Hyperbola Exercise 8.2 Class 12 Basic Mathematics Solution [NEB UPDATED]

Syllabus: Content to Study

1. The Standard equation to a Hyperbola
   

Exercise 8.2

1. Find the coordinates of the vertices, the eccentricity, and the coordinates of the foci of the hyperbola.

a. $\frac{{{x^2}}}{{16}} - \frac{{{y^2}}}{4} = 1$

Solution

a² = 16, b² = 4

So, a = 4, b = 2.

The coordinates of the vertices = (±a,0) = (±4,0).

Or, e² = $\frac{{{{\rm{a}}^2} + {{\rm{b}}^2}}}{{{{\rm{a}}^2}}}$ = $\frac{{16 + 4}}{{16}}$ = $\frac{5}{4}$.

So, e = $\frac{{\sqrt 5 }}{2}$

The coordinates of the foci = (±ae,0) = $\left( { \pm 4{\rm{*}}\frac{{\sqrt 5 }}{2},0} \right)$ = (±2$\sqrt 5 $, 0).

 

b. $\frac{{{{\rm{y}}^2}}}{{16}} - \frac{{{{\rm{x}}^2}}}{9}$ = 1

Solution

Or, $\frac{{{{\rm{y}}^2}}}{{16}} - \frac{{{{\rm{x}}^2}}}{9}$ = 1

Transverse axis is along the y – axis.

a² = 16, b² = 9.

So, a = 4, b = 3.

The coordinates of the vertices = (0,±a) = (0,±4)
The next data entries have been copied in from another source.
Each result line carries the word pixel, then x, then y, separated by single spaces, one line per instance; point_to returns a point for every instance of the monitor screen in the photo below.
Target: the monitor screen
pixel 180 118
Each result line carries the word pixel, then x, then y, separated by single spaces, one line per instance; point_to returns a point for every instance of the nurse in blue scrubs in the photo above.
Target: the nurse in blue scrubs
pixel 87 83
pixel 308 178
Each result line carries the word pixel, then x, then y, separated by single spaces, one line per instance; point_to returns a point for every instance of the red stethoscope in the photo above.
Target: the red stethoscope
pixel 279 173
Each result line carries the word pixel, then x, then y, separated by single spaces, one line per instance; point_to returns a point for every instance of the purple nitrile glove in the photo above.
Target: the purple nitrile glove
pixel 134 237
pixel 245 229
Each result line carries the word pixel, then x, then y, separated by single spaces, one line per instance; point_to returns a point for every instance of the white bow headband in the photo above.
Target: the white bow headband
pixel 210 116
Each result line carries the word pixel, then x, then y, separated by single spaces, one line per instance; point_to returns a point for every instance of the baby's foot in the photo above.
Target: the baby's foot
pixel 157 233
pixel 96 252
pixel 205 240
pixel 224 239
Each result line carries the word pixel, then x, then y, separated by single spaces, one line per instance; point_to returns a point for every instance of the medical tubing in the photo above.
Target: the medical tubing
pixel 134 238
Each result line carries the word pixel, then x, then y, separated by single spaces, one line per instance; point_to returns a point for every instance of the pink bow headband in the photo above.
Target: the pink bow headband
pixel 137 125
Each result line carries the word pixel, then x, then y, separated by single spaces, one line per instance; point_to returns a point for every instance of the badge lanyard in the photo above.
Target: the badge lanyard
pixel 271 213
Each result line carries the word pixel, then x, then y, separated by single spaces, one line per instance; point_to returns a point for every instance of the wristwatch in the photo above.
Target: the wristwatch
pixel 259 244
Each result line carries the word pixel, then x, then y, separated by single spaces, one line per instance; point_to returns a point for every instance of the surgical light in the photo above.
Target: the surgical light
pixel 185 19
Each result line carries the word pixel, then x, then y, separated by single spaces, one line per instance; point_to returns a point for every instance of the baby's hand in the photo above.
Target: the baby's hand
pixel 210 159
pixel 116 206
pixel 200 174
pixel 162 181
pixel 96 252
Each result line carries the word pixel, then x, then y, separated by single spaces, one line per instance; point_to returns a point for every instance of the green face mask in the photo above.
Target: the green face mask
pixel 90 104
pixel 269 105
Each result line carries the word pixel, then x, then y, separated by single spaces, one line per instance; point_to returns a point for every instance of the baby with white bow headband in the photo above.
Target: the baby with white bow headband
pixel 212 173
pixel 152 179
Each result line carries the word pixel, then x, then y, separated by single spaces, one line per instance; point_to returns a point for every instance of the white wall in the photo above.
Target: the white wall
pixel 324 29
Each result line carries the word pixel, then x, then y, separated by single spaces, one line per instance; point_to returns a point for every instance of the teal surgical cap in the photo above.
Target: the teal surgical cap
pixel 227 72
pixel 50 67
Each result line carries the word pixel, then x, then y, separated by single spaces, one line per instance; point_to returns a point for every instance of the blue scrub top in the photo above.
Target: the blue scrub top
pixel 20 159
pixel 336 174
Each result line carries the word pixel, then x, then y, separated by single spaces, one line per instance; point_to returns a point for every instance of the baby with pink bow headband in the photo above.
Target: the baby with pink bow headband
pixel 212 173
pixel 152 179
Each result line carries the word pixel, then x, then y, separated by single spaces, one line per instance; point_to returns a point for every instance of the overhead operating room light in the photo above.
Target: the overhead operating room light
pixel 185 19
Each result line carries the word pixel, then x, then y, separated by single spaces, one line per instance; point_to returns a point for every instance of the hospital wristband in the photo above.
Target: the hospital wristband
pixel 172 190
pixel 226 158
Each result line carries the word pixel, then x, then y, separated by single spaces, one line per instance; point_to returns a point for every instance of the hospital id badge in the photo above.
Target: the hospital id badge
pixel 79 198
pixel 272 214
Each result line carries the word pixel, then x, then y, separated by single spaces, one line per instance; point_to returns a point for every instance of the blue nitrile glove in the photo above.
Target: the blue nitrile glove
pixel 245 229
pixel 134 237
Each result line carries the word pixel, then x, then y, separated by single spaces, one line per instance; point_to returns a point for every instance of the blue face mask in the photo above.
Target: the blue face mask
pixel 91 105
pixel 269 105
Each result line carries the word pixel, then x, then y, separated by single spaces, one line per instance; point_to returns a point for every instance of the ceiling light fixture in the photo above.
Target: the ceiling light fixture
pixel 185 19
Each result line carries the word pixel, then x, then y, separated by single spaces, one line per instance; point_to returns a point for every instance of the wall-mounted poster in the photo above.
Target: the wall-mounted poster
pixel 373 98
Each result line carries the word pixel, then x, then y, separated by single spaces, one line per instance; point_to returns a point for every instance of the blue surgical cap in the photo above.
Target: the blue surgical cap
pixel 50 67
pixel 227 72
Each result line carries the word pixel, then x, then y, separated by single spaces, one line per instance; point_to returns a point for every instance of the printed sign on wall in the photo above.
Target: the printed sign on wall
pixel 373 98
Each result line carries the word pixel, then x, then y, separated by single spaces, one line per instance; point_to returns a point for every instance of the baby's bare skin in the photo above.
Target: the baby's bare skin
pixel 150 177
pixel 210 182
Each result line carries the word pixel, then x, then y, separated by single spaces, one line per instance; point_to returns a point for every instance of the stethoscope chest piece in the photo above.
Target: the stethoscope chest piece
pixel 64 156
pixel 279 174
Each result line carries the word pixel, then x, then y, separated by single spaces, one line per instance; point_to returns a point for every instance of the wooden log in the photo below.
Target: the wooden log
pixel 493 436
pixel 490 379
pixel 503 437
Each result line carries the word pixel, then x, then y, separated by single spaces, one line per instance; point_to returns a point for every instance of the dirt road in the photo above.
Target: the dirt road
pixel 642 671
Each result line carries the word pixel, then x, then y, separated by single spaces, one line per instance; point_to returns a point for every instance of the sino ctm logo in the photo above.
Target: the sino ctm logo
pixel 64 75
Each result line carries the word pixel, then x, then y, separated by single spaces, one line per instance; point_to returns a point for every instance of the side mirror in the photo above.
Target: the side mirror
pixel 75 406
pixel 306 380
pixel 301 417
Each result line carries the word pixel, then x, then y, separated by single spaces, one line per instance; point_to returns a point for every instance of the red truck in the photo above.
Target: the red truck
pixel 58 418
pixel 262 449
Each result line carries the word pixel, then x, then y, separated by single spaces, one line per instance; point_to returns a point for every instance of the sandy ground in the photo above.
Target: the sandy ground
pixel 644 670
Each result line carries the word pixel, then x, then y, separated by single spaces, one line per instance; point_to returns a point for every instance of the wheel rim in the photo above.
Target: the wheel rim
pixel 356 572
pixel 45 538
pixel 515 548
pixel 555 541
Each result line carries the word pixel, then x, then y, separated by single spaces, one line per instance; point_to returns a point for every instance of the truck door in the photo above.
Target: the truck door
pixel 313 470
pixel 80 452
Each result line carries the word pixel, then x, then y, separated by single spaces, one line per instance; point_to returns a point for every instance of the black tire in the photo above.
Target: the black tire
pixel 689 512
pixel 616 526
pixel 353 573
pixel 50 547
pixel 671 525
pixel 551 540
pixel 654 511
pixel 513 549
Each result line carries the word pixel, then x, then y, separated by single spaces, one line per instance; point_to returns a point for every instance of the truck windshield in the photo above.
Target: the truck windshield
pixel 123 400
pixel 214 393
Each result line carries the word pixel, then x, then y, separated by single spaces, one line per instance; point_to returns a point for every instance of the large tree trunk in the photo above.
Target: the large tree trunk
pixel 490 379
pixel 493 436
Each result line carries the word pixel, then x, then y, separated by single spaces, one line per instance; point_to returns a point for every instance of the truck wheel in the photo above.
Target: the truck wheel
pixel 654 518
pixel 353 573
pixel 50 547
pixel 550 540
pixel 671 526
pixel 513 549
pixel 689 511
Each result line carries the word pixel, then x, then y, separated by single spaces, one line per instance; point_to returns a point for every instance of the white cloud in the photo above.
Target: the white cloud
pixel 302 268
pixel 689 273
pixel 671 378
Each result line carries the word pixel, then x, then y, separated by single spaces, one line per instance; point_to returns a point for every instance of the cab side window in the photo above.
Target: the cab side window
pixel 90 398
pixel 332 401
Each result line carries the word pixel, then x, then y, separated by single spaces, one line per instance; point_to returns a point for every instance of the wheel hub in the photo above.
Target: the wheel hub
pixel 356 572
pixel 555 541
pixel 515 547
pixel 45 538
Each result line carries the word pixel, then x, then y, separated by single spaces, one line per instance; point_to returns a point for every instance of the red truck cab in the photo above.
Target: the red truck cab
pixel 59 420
Or, e² = $\frac{{{{\rm{a}}^2} + {{\rm{b}}^2}}}{{{{\rm{a}}^2}}}$ = $\frac{{16 + 9}}{{16}}$ = $\frac{{25}}{{16}}$.

So, e = $\frac{5}{4}$.

The coordinates of the foci = (0,±ae) = $\left( {0, \pm 4{\rm{*}}\frac{5}{4}} \right)$ = (0,±5).

 

c. 3x² – 4y² = 36

Solution

3x² – 4y² = 36.

Or, $\frac{{{{\rm{x}}^2}}}{{12}}$ – $\frac{{{{\rm{y}}^2}}}{9}$ = 1

Or, a² = 12, b²=  9.

So, a = 2$\sqrt 3 $, b = 3.

The coordinates of the vertices = (±a,0) = $\left( { \pm 2\sqrt 3 ,0} \right)$.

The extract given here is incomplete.